A minor consideration is that push-pull operation reduces
circulating currents in the chassis. With a reasonable conversion
scheme those won't cause instability but they can spread the
spectrum of the VFO causing distortion.
(The much larger modern tubes used these days in linear amps
can keep distortion products close to 40 db down. (8877 to ~40
db, 3CX500A7 to high 30's in cathode drive circuits, ~5 db worse in
grid drive) I don't think it would have been hard to make good low
power tubes, but by the time these issues began to be
appreciated, tubes were fading fast on the low-power transmitter
scene; there would have been no money in selling tubes with
annual production in the few thousand units range against 6146's
and TV sweep tubes.
(The only tube I'm aware of that was even adapted for this class of
service is the 8236 which is a 6DQ5 with a carbon plate and hard
glass envelope rated at 50 watts plate dissipation. AFAIK it was
used only in the Hallicrafters SR-500. The 6DQ5 is a pretty good
SSB linear amp as sweep tubes go (distortion products down high
20's db) but looking at Bill Orr's numbers for a sample of common
sweep tubes (they're in some of the Radio Handbooks), the feeling
I come away with is that they are better used at power levels well
below the limits set by the plate dissipation.)

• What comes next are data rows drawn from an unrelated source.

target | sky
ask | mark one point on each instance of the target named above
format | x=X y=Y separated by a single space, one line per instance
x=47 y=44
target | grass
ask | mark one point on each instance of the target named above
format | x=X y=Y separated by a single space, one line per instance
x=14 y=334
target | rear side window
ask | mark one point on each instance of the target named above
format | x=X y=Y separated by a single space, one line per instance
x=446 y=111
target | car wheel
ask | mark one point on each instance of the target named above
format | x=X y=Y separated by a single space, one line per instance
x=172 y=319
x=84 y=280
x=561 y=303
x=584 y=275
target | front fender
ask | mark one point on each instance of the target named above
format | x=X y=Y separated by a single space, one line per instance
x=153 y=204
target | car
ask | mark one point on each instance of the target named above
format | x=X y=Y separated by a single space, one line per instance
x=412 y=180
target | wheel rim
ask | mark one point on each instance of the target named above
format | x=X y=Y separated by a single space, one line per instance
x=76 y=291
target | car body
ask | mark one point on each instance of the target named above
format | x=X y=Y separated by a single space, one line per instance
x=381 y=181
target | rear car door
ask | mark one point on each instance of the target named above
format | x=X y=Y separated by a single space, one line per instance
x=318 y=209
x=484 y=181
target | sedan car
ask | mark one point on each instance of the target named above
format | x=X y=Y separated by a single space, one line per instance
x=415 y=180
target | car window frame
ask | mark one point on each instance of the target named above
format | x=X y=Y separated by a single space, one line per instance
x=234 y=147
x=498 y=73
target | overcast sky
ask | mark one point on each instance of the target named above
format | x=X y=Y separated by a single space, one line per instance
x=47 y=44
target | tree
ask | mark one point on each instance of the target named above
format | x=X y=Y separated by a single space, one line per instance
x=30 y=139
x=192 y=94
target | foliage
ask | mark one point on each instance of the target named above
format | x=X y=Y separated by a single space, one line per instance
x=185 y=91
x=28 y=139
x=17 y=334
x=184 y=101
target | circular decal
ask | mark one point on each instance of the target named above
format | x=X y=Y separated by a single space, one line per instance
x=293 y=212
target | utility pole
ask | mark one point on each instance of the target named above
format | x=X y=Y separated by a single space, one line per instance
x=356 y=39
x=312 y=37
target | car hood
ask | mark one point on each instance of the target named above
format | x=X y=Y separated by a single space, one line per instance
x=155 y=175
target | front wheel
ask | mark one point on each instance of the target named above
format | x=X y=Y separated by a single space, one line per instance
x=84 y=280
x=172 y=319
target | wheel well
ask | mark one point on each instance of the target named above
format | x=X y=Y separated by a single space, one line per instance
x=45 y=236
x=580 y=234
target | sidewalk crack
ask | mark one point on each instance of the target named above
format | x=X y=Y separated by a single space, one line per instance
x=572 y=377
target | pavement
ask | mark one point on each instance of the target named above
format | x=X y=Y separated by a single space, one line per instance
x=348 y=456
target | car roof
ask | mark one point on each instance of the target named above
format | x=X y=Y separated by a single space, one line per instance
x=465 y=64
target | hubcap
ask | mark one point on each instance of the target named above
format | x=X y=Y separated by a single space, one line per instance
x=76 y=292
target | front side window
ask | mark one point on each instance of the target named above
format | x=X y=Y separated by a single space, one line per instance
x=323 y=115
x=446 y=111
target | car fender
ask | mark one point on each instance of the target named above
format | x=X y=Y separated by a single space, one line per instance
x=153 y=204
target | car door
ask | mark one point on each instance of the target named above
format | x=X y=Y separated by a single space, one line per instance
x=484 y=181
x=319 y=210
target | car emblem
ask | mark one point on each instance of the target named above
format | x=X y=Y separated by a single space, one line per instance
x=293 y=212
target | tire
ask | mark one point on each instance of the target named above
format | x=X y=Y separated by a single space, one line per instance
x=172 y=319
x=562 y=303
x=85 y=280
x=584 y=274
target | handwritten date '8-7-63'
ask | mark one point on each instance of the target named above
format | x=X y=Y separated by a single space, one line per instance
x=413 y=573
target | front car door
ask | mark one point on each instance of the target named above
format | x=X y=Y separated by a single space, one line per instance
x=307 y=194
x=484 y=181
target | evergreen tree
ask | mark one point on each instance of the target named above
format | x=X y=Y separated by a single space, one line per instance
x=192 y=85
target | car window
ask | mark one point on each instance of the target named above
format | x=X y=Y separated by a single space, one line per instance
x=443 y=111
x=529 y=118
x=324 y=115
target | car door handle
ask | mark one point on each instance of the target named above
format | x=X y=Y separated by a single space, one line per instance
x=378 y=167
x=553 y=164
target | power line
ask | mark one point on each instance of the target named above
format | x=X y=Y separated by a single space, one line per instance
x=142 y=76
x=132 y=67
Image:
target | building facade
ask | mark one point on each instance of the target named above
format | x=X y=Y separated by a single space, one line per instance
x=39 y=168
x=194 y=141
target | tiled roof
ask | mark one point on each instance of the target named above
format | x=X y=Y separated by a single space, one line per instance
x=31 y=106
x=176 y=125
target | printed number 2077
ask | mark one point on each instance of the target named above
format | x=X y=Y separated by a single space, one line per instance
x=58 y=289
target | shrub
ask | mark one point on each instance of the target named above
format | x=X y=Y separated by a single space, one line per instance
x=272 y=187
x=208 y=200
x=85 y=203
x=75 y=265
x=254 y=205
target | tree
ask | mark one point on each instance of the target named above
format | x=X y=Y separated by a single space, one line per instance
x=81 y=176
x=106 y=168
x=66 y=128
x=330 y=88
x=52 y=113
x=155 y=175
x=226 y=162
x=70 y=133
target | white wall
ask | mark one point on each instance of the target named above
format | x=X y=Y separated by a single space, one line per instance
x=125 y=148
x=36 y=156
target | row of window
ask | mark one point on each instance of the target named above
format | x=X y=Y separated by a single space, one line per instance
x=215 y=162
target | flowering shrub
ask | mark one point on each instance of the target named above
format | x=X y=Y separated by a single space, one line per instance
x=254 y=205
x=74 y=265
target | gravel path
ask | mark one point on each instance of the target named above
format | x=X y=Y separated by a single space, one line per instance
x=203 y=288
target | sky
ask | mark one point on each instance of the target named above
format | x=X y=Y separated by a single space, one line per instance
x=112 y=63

6550's are the closest approach to low power linear SSB tubes but
darned if I'm going to compete with the Hi-fi guys to buy them. And
they are BIG and single ended.
Push pull will improve distortion but the more complex tuning
arrangements (even without bandswitching) will take up some
space, meaning smaller tubes must be used. Cutting the power
level in half seems an acceptable trade-off for a set that's not going
to be a pileup buster anyhow.
A possible alternative is plug-in tuning units with a fixed (single)
pair of tubes. That makes the mechanics more complicated
because high voltage and high impedence connections must be
plugged rather than the reverse but it's worth thinking about.